Penone, who rose to fame in the late 1960s as the youngest member of the Arte Povera movement, has created a four-part installation, Germination, which addresses the relationships between humanity, art and the natural world, themes that the 69-year-old sculptor has examined throughout his career.

Leaves of Light is a bronze cast of a wild cherry tree, a symbol of life from the artist's native Maritime Alps in Piedmont, near Turin. Set with mirrors, the sculpture has been designed to capture and reflect the kaleidoscopic rain of light that is generated by the museum's canopy.

Penone collaborated with French porcelain manufacturer Sèvres on Propagation, on a series of ceramic tiles with a hand-drawn, concentric pattern emanating from a central fingerprint, a motif that Penone has been exploring in various works since 1994.

"The artworks that I have developed for Louvre Abu Dhabi aim to inscribe themselves in the place, underscoring aspects of its architectural form and content," Penone explains. "The pieces that make up Germination echo the museum's universal spirit."

Holzer’s work for the Louvre Abu Dhabi is equally characteristic. Text-based, it takes the form of three engraved marble panels, each to be installed in an external wall of the museum’s galleries.

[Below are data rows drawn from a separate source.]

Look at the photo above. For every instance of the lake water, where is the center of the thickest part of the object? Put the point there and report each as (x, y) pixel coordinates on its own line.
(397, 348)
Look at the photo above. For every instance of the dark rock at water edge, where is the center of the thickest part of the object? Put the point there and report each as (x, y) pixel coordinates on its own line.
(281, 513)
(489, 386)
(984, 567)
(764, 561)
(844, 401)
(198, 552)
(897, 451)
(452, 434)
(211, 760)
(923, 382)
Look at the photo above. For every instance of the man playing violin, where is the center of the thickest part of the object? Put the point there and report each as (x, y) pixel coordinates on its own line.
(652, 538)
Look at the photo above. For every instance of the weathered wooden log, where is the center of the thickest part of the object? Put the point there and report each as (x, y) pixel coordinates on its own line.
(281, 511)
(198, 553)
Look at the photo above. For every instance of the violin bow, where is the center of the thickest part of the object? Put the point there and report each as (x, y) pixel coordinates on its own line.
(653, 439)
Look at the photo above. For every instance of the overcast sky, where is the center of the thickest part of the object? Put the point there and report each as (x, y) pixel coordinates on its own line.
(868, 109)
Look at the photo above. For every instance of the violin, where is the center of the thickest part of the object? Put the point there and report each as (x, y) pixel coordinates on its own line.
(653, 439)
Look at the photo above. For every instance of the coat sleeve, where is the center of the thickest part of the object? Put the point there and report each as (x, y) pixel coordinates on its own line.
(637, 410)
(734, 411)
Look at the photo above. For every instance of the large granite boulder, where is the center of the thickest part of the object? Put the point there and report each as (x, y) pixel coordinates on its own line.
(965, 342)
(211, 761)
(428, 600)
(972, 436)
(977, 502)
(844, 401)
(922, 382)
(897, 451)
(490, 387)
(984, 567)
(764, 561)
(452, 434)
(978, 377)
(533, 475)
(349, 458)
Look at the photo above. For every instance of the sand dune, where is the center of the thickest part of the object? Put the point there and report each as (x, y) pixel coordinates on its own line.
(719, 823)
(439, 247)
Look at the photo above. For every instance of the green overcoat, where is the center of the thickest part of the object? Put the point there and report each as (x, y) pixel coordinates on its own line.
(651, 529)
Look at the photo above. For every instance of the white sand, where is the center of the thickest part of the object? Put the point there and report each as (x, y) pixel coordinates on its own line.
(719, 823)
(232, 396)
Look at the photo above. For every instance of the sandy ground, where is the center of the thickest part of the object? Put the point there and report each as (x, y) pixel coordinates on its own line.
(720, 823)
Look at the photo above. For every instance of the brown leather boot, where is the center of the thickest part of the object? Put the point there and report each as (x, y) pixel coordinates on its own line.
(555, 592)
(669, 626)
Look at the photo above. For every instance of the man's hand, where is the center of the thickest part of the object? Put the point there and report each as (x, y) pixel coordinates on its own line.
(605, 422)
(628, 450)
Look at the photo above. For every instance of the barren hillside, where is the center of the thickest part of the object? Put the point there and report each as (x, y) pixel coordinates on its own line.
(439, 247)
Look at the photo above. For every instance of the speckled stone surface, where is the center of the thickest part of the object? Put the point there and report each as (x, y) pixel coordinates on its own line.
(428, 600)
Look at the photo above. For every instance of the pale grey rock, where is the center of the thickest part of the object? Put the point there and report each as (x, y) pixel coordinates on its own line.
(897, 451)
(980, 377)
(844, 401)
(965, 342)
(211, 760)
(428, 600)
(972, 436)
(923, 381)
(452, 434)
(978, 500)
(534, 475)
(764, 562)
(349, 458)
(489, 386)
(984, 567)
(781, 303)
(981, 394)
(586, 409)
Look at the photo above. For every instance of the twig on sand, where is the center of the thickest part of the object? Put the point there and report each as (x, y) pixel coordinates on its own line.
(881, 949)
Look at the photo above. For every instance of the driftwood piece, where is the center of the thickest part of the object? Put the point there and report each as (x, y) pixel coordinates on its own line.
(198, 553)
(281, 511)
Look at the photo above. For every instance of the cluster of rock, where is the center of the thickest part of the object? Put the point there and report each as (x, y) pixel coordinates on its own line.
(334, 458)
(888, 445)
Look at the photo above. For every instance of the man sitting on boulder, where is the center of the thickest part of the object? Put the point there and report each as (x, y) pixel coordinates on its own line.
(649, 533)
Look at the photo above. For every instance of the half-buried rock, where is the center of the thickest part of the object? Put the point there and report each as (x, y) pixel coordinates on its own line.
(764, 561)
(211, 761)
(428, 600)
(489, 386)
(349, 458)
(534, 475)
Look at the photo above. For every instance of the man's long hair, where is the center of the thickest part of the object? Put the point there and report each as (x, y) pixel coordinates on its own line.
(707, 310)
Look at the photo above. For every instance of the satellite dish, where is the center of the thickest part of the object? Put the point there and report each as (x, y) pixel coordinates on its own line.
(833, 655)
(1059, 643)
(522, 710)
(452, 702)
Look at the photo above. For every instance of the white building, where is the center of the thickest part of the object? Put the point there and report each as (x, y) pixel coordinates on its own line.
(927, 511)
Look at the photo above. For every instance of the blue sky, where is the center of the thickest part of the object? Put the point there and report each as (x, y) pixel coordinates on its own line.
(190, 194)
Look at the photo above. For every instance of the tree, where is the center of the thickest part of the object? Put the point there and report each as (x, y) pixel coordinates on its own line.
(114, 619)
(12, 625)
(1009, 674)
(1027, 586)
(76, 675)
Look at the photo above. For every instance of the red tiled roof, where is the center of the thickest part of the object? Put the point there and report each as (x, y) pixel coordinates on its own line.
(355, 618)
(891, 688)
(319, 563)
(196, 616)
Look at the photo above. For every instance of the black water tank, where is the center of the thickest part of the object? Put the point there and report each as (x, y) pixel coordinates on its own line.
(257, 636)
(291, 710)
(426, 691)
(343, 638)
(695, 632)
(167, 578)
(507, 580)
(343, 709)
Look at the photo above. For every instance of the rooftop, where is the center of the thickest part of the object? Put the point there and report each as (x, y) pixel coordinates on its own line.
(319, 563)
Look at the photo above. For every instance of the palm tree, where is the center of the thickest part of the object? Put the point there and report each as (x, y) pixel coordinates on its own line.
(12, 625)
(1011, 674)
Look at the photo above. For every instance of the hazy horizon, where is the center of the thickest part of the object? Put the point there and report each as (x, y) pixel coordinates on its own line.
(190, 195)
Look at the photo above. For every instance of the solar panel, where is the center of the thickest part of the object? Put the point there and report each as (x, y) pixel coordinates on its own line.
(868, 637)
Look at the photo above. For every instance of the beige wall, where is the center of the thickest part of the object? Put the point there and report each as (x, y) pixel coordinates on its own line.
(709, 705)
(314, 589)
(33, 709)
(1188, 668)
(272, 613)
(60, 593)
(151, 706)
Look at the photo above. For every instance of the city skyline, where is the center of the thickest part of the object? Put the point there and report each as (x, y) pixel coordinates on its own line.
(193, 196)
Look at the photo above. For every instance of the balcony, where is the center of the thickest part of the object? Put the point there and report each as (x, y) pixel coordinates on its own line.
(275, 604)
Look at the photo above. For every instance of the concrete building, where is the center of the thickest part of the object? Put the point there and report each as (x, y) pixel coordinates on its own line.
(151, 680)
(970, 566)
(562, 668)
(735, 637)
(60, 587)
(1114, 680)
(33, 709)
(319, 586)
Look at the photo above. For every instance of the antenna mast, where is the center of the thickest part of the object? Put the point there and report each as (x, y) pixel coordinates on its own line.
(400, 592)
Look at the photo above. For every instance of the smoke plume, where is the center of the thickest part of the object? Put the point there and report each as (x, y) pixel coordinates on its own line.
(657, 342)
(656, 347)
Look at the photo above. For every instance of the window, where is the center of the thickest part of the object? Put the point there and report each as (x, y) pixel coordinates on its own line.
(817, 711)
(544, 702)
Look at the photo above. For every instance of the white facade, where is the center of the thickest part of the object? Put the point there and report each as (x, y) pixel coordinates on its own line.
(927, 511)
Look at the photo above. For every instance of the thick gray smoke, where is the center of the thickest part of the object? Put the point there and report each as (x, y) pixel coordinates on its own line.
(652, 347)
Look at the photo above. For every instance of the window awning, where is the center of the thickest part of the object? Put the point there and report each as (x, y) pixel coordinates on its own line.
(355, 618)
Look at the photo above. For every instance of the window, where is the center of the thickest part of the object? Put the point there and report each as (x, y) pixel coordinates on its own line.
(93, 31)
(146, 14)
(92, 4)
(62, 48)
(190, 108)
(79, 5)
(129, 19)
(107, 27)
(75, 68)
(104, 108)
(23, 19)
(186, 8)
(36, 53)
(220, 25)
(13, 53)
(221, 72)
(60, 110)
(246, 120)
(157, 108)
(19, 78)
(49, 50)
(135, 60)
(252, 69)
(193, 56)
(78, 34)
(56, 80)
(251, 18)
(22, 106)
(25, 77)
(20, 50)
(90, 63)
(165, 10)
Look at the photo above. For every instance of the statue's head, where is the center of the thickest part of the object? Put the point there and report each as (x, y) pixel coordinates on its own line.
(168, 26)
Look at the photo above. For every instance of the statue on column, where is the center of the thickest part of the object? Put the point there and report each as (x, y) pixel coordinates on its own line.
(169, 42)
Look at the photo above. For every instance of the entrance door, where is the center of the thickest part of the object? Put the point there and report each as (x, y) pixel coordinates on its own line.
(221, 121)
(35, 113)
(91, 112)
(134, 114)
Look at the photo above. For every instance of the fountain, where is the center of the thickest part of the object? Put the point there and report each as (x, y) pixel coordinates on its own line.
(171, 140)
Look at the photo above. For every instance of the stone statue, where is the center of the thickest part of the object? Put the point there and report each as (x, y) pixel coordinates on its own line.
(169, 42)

The panels feature draws from three historic texts: a reproduction of an ancient Mesopotamian cuneiform tablet that bears a Sumerian-Akkadian creation myth; a quote from the French Renaissance philosopher and essayist Michel de Montaigne; and a passage from the medieval Islamic polymath Ibn Khaldun's 14th-century Muqaddimah.

Widely regarded as the most important piece of Islamic history of the premodern world, the Muqaddimah, or Introduction, is a monumental work that many scholars consider as a foundation for modern fields of enquiry, such as economics, sociology, ethnography and the philosophy of history.

The Louvre Abu Dhabi will not be the first Ateliers Jean Nouvel-designed building to include a text-based installation by Holzer. For French architect Nouvel's Palais de Justice de Nantes, which was inaugurated in 2000, Holzer created an LED installation that uses some of the founding texts of French law, including the Civil Code and The Declaration of Human Rights, which scroll slowly down the steel columns in the building's concourse.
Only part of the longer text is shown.